WILLIAM PITT, FIRST EARL OF CHATHAM
FROM THE PAINTING BY W. HOARE IN THE NATIONAL PORTRAIT GALLERY.
Such, then, was the history of the last colony to be founded, completing the unlucky number thirteen, and it remained the weakest and least efficient of all. From small beginnings the English colonies came into being along the Eastern seaboard of America. Puritans and cavaliers, profligates and mechanics, all helped to create what might have been except for sad misunderstandings part of the British empire of to-day. Behind the Alleghany slopes another great power was attempting to form a colonial empire. North of the St Lawrence, New France had already been established; by the waters of the Gulf of Mexico, Louisiana had already been named. In some places not inaccessible hills, in others not unnavigable rivers divided the Briton from the Gaul. It was inevitable that sooner or later the struggle between the two great powers must come.

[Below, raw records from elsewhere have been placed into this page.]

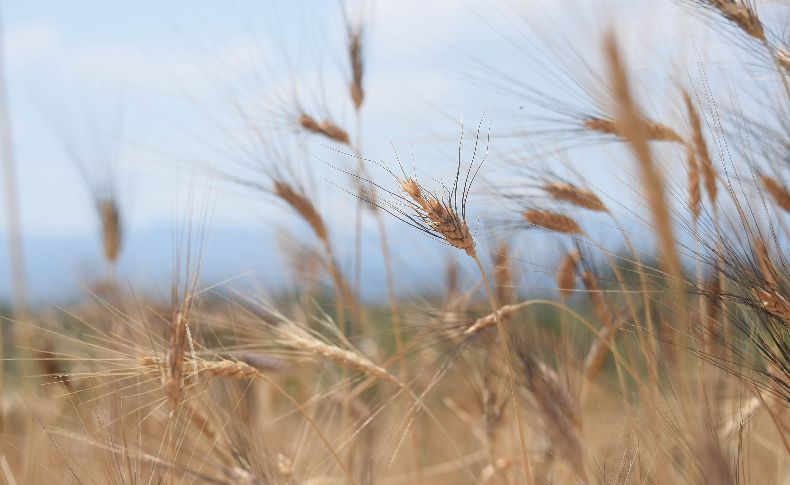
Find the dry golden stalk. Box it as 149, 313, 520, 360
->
521, 209, 583, 234
140, 357, 260, 380
185, 402, 217, 441
162, 308, 190, 409
543, 182, 606, 212
774, 47, 790, 71
754, 238, 779, 288
557, 249, 581, 300
399, 178, 476, 257
686, 143, 704, 222
281, 325, 404, 387
98, 198, 123, 263
492, 243, 516, 305
582, 271, 614, 329
479, 457, 513, 484
348, 29, 365, 109
464, 303, 524, 335
522, 355, 587, 482
584, 319, 625, 380
398, 171, 532, 485
683, 92, 716, 204
584, 117, 683, 143
705, 0, 765, 41
760, 175, 790, 212
274, 181, 328, 241
753, 288, 790, 326
274, 181, 357, 322
299, 113, 351, 145
605, 34, 682, 288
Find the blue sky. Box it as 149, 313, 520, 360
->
0, 0, 780, 298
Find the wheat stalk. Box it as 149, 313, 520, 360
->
543, 182, 607, 212
583, 117, 683, 143
752, 288, 790, 326
686, 143, 704, 222
399, 177, 476, 257
97, 198, 123, 263
702, 0, 765, 41
299, 113, 351, 146
583, 319, 625, 380
140, 357, 260, 380
582, 271, 614, 329
760, 175, 790, 212
557, 249, 581, 300
521, 209, 584, 234
683, 91, 716, 204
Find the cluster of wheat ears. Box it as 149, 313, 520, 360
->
0, 0, 790, 484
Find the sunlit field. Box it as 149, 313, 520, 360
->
0, 0, 790, 485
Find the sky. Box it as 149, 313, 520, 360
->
0, 0, 784, 300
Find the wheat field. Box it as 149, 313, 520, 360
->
0, 0, 790, 485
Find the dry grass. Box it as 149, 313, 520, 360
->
7, 0, 790, 485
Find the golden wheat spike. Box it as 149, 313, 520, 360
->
543, 182, 606, 212
521, 209, 583, 234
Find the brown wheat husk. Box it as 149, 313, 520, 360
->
543, 182, 607, 212
348, 29, 365, 109
299, 113, 351, 145
752, 288, 790, 326
683, 92, 716, 204
557, 249, 581, 300
704, 0, 765, 41
760, 175, 790, 212
399, 178, 476, 257
521, 209, 583, 234
605, 35, 682, 294
98, 198, 123, 263
583, 117, 683, 143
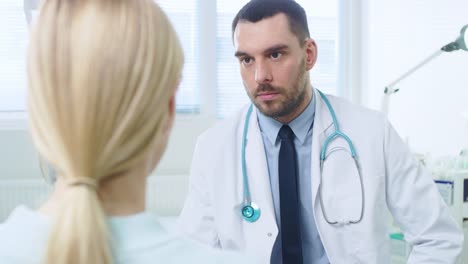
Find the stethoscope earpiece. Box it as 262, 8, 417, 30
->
242, 203, 260, 223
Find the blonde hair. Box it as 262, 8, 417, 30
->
28, 0, 183, 264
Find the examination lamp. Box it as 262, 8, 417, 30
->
382, 25, 468, 114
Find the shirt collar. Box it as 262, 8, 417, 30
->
257, 96, 316, 145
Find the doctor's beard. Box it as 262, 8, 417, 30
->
249, 60, 308, 119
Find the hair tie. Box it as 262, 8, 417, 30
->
68, 177, 98, 190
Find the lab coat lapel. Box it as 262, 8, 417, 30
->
310, 89, 333, 205
245, 108, 277, 228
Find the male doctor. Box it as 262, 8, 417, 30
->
179, 0, 463, 264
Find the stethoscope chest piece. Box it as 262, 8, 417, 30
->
242, 203, 260, 223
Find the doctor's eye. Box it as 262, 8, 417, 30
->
240, 57, 253, 66
270, 52, 283, 60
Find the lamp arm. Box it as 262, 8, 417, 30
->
380, 49, 444, 115
384, 49, 444, 95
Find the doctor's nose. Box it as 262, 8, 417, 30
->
255, 62, 273, 84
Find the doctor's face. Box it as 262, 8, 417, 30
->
234, 13, 316, 123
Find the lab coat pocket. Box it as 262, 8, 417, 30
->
320, 143, 364, 226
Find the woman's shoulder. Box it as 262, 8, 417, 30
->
113, 211, 256, 264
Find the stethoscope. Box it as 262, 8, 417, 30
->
241, 90, 365, 225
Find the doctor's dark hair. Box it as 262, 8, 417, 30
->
232, 0, 310, 46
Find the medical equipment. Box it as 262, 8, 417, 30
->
381, 25, 468, 114
241, 91, 365, 225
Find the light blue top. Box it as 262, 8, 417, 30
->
0, 206, 256, 264
257, 97, 329, 264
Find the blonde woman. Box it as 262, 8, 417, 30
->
0, 0, 256, 264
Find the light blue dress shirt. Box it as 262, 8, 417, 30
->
257, 97, 329, 264
0, 206, 259, 264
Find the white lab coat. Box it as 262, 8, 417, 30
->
179, 91, 463, 264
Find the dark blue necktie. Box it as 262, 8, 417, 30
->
278, 125, 302, 264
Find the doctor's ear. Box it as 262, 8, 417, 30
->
304, 38, 317, 70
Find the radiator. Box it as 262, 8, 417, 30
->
0, 175, 188, 222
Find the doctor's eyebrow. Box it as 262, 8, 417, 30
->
234, 44, 289, 58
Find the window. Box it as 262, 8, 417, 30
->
0, 0, 338, 118
0, 0, 28, 112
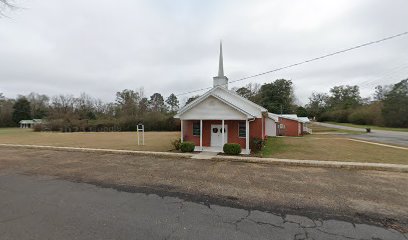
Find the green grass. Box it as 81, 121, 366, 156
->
326, 122, 408, 132
310, 123, 365, 134
257, 135, 408, 164
0, 128, 180, 152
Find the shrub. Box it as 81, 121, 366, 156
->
171, 138, 181, 150
249, 137, 265, 152
222, 143, 241, 155
33, 124, 43, 132
180, 142, 195, 152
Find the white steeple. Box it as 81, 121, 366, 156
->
213, 42, 228, 89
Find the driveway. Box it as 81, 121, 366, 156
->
0, 172, 408, 240
313, 122, 408, 146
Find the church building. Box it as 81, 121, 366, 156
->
175, 45, 273, 154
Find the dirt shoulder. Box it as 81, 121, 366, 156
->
0, 147, 408, 232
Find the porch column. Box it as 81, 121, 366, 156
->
180, 119, 183, 142
245, 119, 249, 154
221, 119, 225, 148
200, 119, 203, 151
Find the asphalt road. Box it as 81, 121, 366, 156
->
0, 171, 408, 240
314, 122, 408, 146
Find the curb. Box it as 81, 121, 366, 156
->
0, 143, 194, 158
213, 156, 408, 172
0, 144, 408, 172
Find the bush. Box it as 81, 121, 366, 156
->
222, 143, 241, 155
33, 124, 43, 132
180, 142, 195, 152
249, 137, 265, 152
171, 138, 181, 150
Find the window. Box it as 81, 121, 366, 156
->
238, 122, 246, 137
193, 122, 200, 136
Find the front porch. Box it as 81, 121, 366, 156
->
194, 146, 251, 154
181, 119, 254, 154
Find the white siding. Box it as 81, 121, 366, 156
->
265, 118, 276, 137
181, 96, 246, 120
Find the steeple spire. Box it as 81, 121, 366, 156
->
213, 41, 228, 89
218, 41, 224, 77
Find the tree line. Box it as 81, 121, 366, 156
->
0, 89, 180, 131
234, 79, 408, 127
0, 79, 408, 131
306, 79, 408, 127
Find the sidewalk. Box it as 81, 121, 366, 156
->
0, 144, 408, 172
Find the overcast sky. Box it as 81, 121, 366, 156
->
0, 0, 408, 104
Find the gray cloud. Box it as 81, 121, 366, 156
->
0, 0, 408, 103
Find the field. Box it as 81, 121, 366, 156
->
0, 128, 180, 151
0, 126, 408, 164
261, 135, 408, 164
258, 124, 408, 164
326, 122, 408, 132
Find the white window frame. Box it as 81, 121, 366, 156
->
238, 121, 246, 138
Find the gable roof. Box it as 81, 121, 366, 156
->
175, 86, 267, 118
268, 113, 310, 123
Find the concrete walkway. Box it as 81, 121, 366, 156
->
0, 144, 408, 172
191, 152, 218, 159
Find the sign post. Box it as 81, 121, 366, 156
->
137, 123, 144, 146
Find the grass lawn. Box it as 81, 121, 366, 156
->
0, 128, 180, 151
310, 123, 365, 134
260, 135, 408, 164
326, 122, 408, 132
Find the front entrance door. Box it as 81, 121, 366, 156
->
211, 124, 228, 147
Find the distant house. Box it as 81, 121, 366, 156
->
19, 119, 42, 128
267, 113, 312, 137
175, 45, 310, 154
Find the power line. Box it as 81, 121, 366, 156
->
176, 32, 408, 96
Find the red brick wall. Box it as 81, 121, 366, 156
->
279, 118, 302, 137
183, 118, 265, 148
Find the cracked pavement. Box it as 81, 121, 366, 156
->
0, 171, 408, 240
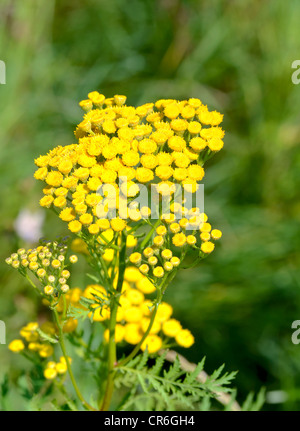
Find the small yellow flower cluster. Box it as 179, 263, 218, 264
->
65, 267, 194, 353
44, 356, 71, 380
129, 213, 222, 279
8, 322, 56, 359
6, 238, 78, 296
8, 319, 77, 380
34, 91, 224, 240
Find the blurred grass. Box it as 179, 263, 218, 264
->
0, 0, 300, 410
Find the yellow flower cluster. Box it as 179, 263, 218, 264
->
8, 322, 56, 359
6, 238, 78, 296
34, 91, 224, 242
67, 267, 194, 353
8, 319, 77, 380
129, 214, 222, 279
44, 356, 71, 380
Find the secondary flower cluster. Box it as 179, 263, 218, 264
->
129, 213, 222, 279
52, 267, 194, 353
6, 237, 78, 297
8, 322, 67, 379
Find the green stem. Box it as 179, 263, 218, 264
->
118, 270, 177, 367
53, 310, 96, 411
101, 233, 126, 411
140, 218, 161, 250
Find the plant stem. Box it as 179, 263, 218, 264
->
118, 270, 177, 366
101, 233, 126, 411
53, 310, 96, 411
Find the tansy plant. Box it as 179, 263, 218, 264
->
6, 91, 239, 410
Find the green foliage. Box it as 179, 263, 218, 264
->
116, 350, 236, 411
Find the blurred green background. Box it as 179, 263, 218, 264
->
0, 0, 300, 410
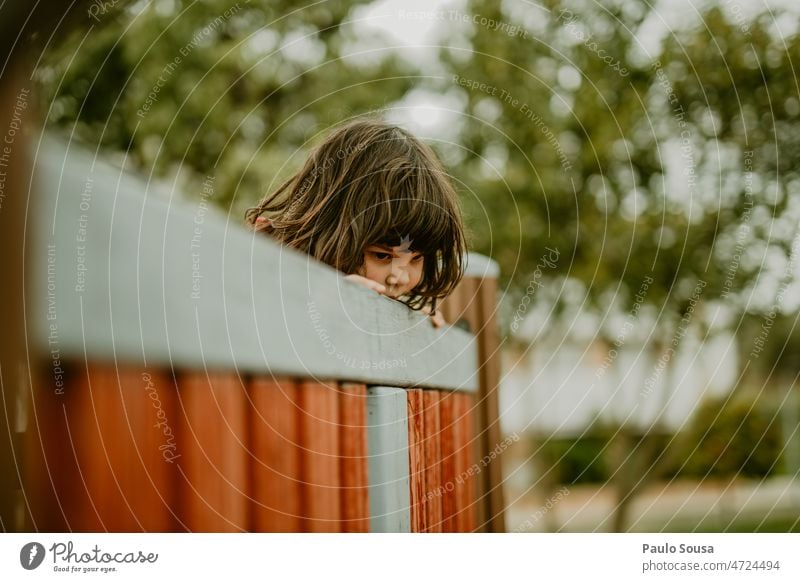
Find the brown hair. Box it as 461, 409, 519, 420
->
245, 119, 466, 310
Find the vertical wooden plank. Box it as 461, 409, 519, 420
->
422, 390, 443, 532
300, 381, 342, 532
440, 392, 480, 532
175, 372, 250, 532
339, 382, 369, 533
250, 378, 302, 532
25, 364, 178, 532
0, 59, 27, 532
367, 386, 411, 532
406, 389, 427, 532
476, 279, 506, 533
453, 393, 478, 532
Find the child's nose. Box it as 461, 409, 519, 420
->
386, 267, 409, 285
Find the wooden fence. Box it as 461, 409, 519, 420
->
13, 139, 503, 532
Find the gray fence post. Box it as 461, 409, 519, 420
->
367, 386, 411, 532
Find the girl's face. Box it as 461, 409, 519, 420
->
358, 244, 425, 298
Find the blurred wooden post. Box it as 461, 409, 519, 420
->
26, 138, 478, 532
0, 59, 35, 532
442, 253, 505, 533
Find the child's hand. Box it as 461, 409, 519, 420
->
345, 275, 386, 295
421, 305, 447, 328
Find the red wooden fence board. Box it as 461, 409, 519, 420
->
422, 390, 443, 532
300, 381, 342, 532
175, 373, 251, 532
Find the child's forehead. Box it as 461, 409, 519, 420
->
367, 241, 419, 252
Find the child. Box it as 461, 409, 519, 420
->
245, 120, 466, 327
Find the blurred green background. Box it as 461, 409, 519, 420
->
35, 0, 800, 531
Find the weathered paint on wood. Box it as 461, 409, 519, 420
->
300, 381, 342, 532
406, 389, 428, 532
30, 140, 477, 391
367, 386, 411, 532
339, 383, 369, 533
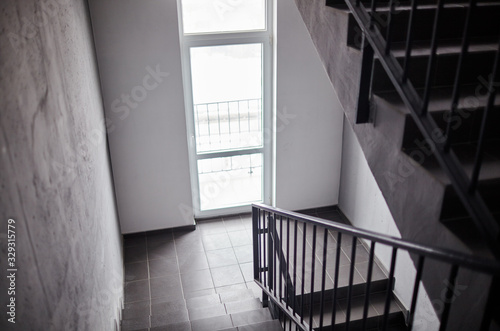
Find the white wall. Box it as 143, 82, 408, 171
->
275, 0, 343, 210
90, 0, 194, 233
339, 119, 439, 331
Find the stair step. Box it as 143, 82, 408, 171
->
219, 320, 283, 331
296, 277, 387, 306
326, 0, 498, 9
304, 292, 405, 330
347, 1, 500, 49
372, 47, 496, 96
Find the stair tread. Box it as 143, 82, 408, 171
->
391, 38, 498, 58
374, 82, 500, 115
405, 142, 500, 186
304, 292, 403, 327
219, 320, 283, 331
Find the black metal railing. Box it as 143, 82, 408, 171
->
345, 0, 500, 258
252, 204, 500, 331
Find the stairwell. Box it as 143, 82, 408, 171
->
295, 0, 500, 330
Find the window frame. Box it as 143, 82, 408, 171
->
177, 0, 274, 218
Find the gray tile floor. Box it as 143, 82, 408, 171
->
123, 210, 386, 330
124, 214, 261, 322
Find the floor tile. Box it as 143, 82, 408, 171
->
188, 303, 226, 323
215, 283, 248, 294
181, 269, 214, 292
177, 251, 209, 273
207, 247, 238, 268
240, 262, 253, 282
225, 298, 262, 314
228, 230, 252, 247
151, 309, 189, 327
211, 265, 245, 287
151, 300, 187, 315
191, 315, 233, 331
125, 261, 148, 282
184, 288, 217, 300
197, 218, 226, 236
149, 322, 191, 331
150, 274, 183, 301
355, 262, 387, 281
186, 294, 221, 309
148, 241, 176, 260
219, 287, 255, 303
238, 320, 288, 331
231, 308, 272, 326
121, 316, 149, 331
123, 245, 148, 263
123, 233, 146, 247
149, 258, 179, 278
202, 232, 232, 251
125, 279, 149, 303
233, 245, 253, 263
122, 300, 151, 320
223, 215, 245, 232
146, 230, 174, 243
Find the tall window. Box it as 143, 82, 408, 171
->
179, 0, 272, 217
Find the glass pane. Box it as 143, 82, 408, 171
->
191, 44, 262, 153
198, 153, 262, 210
182, 0, 266, 33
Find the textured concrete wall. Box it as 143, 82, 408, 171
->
275, 0, 343, 210
0, 0, 123, 330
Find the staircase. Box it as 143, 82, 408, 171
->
270, 0, 500, 330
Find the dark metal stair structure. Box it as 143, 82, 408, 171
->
282, 0, 500, 329
252, 204, 500, 331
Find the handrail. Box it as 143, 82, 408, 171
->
345, 0, 500, 258
252, 203, 500, 275
252, 203, 500, 331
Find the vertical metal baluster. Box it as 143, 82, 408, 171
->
420, 0, 444, 116
207, 103, 212, 145
292, 220, 297, 315
469, 34, 500, 193
382, 247, 398, 330
345, 237, 357, 331
300, 222, 307, 323
401, 0, 417, 83
361, 241, 375, 330
444, 0, 477, 152
259, 210, 269, 307
252, 206, 261, 282
406, 255, 425, 331
369, 0, 377, 30
385, 0, 396, 55
439, 264, 458, 331
285, 217, 290, 309
272, 214, 278, 296
332, 232, 342, 328
356, 34, 373, 124
217, 102, 222, 144
227, 102, 233, 144
319, 228, 328, 330
278, 215, 283, 302
309, 224, 316, 328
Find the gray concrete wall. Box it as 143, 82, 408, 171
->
274, 0, 343, 210
0, 0, 123, 330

It might be fought in Europe upon battlefields which are familiar to all, but it was also fought out upon the far distant border line, and the struggles of the colonial militia with the French Canadian backwoodsman presents a story of endurance, courage, and determination equal if not superior to the annals of those English regiments which fought in the Netherlands or on "the plains of Germany."
FOOTNOTES:
[187] Calendar of State Papers, Colonial, 1677-1680, p. 587.
[188] Compare the N.J. Archives, ii., p. 420.
[189] Quoted in the Enc. Britannica.
[190] Janney, Life of William Penn (1852).
[191] Pastorius, Geographical Description of Pennsylvania (1850).
[192] New Jersey Historical Society, Proceedings (1849-1850).